Personal information
- Date of birth: 14 February 1963 (age 62)
- Place of birth: Nottingham, England
- Position(s): Winger

Senior career*
- Years: Team / Apps / (Gls)
- 1981–1982: Nottingham Forest / 14 / (2)
- 1982–1983: Chesterfield / 28 / (7)
- 1983–1984: Derby County / 27 / (3)
- 1984–1986: Barnsley / 54 / (7)
- 1986–1988: Nottingham Forest / 8 / (2)
- 1988–1989: Plymouth Argyle / 23 / (1)
- 1989–1991: Chesterfield / 71 / (12)

= Calvin Plummer =

English footballer

Calvin Plummer (born 14 February 1963) is an English former professional footballer born in Nottingham who played as a winger in the Football League for Nottingham Forest, Chesterfield, Derby County, Barnsley and Plymouth Argyle. He also played on loan for Derry City in the League of Ireland playing in the 1988 FAI Cup Final and for Lahden Reipas in Finland, and for English non-league clubs Gainsborough Trinity, Shepshed Albion, Corby Town, Nuneaton Borough, Birstall United, Grantham Town, Arnold Town, Shepshed Dynamo and Kirby Muxloe. He was manager of Bilborough and joint manager of Arnold Town, before taking becoming assistant manager at Gedling Miners Welfare.

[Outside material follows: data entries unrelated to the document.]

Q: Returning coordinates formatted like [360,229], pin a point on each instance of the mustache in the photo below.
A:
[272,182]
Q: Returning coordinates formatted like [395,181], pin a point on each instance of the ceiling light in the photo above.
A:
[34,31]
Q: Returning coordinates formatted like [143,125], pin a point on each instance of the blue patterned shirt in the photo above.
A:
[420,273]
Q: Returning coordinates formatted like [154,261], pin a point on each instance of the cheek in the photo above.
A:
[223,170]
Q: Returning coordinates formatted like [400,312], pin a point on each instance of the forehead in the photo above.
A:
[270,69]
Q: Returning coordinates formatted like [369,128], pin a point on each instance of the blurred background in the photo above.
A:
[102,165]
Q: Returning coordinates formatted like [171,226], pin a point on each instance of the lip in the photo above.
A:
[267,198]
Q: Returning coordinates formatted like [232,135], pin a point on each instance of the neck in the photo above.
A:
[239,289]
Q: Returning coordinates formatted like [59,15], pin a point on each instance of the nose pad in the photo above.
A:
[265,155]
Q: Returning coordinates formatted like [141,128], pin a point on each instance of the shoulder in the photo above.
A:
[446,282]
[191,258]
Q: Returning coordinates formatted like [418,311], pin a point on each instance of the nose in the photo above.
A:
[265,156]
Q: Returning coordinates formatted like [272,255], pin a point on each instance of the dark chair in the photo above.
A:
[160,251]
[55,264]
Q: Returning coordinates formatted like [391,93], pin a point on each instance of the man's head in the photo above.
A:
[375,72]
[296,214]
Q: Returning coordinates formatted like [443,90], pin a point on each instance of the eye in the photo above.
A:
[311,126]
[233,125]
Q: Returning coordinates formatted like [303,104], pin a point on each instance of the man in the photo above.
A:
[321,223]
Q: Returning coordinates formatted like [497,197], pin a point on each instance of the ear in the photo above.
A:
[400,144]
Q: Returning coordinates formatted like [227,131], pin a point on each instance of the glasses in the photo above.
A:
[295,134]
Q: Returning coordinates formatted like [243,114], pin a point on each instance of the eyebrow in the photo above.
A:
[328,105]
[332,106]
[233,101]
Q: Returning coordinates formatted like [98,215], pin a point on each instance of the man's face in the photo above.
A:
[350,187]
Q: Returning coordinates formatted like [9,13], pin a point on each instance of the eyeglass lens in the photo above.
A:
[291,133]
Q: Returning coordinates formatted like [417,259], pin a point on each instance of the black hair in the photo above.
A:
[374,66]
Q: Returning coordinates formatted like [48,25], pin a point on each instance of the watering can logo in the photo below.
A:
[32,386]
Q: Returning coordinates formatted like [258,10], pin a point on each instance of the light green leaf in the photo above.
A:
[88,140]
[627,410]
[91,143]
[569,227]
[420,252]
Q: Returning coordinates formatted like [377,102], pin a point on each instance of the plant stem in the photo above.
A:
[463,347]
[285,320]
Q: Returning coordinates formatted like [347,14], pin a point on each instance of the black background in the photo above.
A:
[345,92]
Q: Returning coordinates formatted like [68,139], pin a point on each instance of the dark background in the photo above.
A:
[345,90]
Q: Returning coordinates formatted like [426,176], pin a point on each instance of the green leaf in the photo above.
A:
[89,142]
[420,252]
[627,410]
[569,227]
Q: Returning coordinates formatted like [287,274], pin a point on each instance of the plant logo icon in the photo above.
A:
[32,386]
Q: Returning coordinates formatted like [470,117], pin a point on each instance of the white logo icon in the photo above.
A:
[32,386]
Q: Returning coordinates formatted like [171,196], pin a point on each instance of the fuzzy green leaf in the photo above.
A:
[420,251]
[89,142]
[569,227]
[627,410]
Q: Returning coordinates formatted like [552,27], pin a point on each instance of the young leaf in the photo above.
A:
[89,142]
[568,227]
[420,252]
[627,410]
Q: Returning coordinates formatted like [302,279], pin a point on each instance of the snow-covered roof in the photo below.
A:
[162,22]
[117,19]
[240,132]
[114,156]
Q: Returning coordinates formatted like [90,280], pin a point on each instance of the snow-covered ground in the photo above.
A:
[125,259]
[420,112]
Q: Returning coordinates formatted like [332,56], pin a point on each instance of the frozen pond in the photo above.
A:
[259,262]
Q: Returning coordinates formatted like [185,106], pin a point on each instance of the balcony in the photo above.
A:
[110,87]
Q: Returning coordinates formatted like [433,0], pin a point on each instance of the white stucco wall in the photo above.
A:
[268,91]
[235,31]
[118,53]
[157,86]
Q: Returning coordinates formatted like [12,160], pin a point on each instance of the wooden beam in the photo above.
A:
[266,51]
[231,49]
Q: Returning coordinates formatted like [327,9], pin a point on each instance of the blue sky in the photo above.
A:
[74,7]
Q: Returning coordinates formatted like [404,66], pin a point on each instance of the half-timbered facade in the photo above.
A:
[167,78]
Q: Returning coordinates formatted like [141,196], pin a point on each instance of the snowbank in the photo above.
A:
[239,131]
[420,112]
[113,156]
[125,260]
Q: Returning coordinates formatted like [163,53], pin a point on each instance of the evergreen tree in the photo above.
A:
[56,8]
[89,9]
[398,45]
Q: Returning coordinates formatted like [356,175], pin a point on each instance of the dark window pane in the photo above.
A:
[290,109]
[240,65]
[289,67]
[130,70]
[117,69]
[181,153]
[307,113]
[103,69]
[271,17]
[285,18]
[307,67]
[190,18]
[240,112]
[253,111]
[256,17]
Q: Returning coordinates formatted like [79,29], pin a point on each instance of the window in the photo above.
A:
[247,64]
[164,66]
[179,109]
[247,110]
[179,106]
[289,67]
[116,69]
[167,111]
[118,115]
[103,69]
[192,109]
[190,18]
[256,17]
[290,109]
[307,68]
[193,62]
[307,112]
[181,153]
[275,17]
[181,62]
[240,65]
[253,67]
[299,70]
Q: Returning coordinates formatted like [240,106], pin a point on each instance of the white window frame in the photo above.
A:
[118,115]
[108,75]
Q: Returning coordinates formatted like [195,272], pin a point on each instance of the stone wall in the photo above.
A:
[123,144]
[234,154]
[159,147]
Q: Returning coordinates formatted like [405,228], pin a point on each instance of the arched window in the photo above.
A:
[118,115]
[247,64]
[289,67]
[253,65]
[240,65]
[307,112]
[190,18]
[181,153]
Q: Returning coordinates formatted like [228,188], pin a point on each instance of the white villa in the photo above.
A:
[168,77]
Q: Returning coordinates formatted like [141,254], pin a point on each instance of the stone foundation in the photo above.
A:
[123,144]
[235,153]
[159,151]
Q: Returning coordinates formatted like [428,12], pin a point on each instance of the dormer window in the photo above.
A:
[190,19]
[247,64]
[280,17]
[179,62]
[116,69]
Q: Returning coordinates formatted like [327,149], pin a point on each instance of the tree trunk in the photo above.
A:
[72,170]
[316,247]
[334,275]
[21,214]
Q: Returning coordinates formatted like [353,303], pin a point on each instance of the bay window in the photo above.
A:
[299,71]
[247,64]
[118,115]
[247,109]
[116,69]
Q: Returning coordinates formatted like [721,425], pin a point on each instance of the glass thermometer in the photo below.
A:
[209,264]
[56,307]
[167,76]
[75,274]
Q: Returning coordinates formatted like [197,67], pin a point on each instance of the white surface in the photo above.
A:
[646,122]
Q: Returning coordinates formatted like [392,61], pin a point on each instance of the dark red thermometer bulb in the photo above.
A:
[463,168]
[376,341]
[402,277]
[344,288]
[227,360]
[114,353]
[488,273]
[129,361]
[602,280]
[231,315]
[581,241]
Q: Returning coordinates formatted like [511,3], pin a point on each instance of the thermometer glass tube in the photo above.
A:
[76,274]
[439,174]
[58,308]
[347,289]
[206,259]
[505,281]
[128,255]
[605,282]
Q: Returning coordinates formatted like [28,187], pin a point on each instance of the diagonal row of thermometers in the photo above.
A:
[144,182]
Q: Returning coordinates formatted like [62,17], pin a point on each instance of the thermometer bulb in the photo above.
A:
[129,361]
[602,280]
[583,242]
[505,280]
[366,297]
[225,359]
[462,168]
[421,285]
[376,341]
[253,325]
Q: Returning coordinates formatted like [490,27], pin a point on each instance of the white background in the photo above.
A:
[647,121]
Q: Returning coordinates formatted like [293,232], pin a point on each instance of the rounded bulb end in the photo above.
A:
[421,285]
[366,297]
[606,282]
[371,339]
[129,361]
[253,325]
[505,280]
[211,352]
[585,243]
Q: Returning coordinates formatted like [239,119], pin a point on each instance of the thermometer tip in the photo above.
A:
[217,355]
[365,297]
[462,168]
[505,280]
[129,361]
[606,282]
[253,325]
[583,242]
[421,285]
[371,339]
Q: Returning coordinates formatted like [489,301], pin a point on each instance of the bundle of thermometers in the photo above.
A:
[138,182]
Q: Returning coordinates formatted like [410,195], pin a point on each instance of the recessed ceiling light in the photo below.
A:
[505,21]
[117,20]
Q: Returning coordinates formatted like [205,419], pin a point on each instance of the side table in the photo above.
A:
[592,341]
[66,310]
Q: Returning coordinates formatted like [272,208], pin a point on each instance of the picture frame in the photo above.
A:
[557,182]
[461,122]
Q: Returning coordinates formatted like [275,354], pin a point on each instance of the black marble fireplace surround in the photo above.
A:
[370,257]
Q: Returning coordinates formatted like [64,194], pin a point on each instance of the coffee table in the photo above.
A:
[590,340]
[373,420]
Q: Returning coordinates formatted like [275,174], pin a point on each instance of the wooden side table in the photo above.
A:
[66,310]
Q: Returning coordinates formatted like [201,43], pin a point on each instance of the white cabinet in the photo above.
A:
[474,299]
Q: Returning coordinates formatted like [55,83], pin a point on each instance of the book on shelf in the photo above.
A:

Plummer also caused controversy in 1982, when he agreed to play on an unofficial tour of South Africa. The tour, organised by Jimmy Hill and sponsored by South African Breweries, was largely made up of players heading toward the end of their careers. Plummer's presence as the only younger player, as well as the only black player in the initial squad, gave rise to accusations of tokenism. The tour itself was both a footballing and public relations disaster and caused great damage to Plummer's career. Brian Clough, his Nottingham Forest manager at the time, was publicly critical of Plummer's naivety and relations did sour between them. Despite this, Clough re-signed Plummer later in his career.